2015年も多くの選手が球界に別れを告げた。「さよならプロ野球」で新たな人生を歩み出した元選手を紹介する。

 救援登板を生き甲斐にした献身の男は、仲間のためにと第2の人生を選んだ。

 楽天の梅津智弘投手(32)は、16年から1軍サブマネジャーに転身する。「これからは僕ではなく、選手が目立つように陰からチームを回していきたいですね」。11年に及んだプロ生活に区切りをつけた。

 他球団へ活路を求める道もあった。楽天からサブマネジャー職のオファーが届いたのは、戦力外通告を受けた10月2日からほどなくした頃。葛藤はあった。「今年の登板は1試合でも、ここ数年で初めて右肩が痛くなかったんです。まだやれるという気持ちがあった」。その一方で、申し出を受けるべきと考える自分もいた。14年に広島を戦力外となり、育成で楽天へ移籍。「選手で貢献できなかった在籍1年の自分に、仕事をくれるなんて」。感謝の念が決断を迷わせた。
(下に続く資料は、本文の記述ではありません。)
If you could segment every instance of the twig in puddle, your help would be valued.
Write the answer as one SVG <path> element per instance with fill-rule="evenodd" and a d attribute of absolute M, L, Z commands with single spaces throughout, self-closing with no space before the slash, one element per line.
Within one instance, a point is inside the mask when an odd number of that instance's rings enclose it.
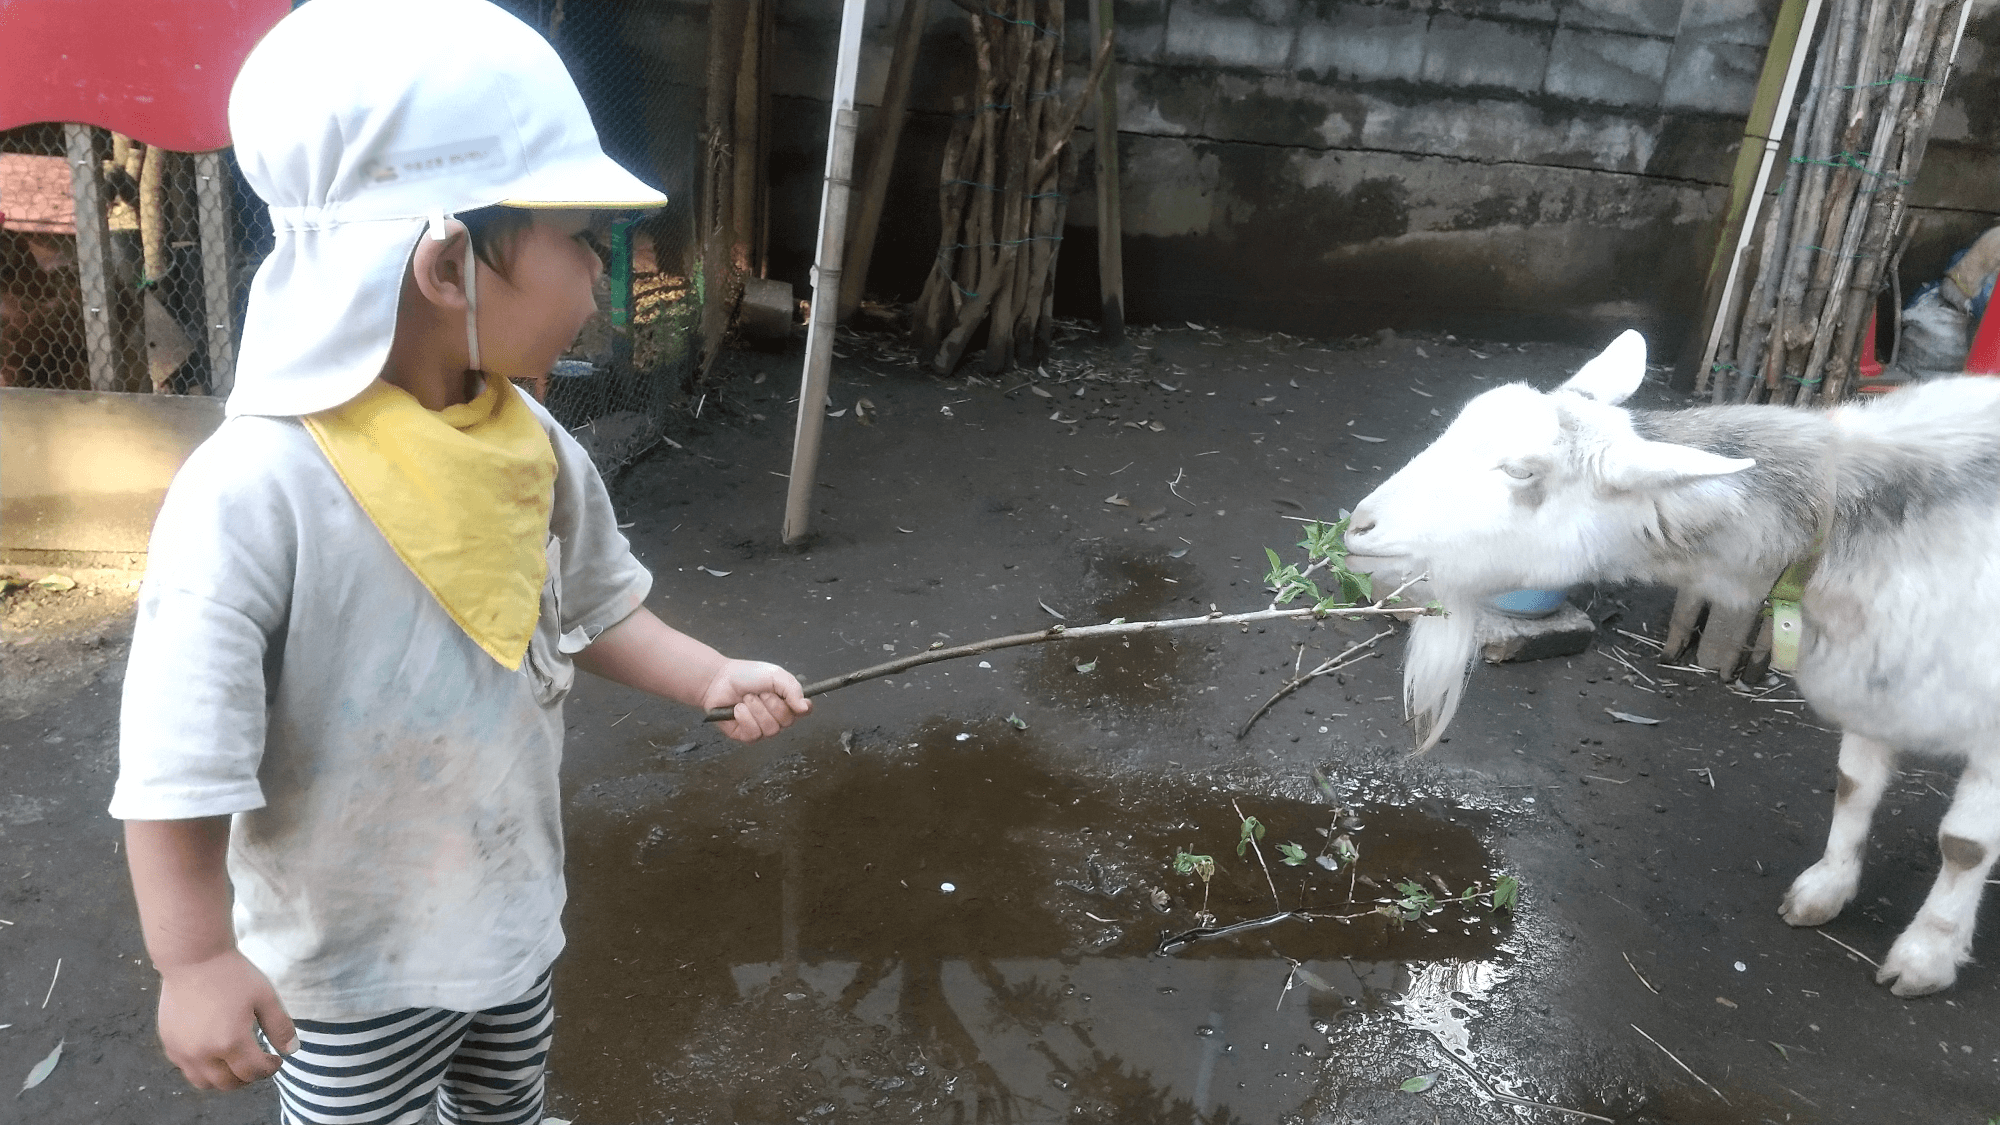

 新たな道への挑戦。仲間の言葉が背中を押してくれた。国学院大の2年後輩にあたる嶋をはじめ、金刃、枡田、岡島らが「楽天で一緒にやりましょう」と引き留めてきた。球団からも誠意ある言葉を伝えられた。

 「みんなが必要としてくれた。僕はリリーフとして、勝ちだけでなく負け試合でも投げてきました。たとえ敗戦処理でも梅津を求めてくれることがうれしくて、常に精いっぱい務めた。だから選手ではなくても、必要とされるところでやろうと思えたんです」。

 12月18日。サブマネジャー梅津は紺色のオーダースーツで身を正し、茶色の皮バッグを大切に抱えて初出勤の日を迎えた。スーツは岡島から、バッグは枡田から贈られた転職祝いだった。「似合いますか? 初出勤はこの格好と決めてました」。ここ数年、嶋に送る年賀状には「最後はお前に投げて終わりたい」と書いてきたが、今年は「優勝しような」と添えた。「この仲間とビールかけがしたい。裏方として、喜んで発注しますよ」。新たな目標ができた。【松本岳志】

 ◆梅津智弘(うめつ・ともひろ)1983年(昭58)3月3日生まれ、山形・上山市出身。上山明新館-国学院大を経て04年ドラフト6位で広島に入団。08年には64試合21ホールド、防御率2・62の成績を残した。現役最終戦となった今季の登板では、配送の関係でユニホームが間に合わず、レイの「12」を借りた。191センチ、91キロ、右投げ右打ち。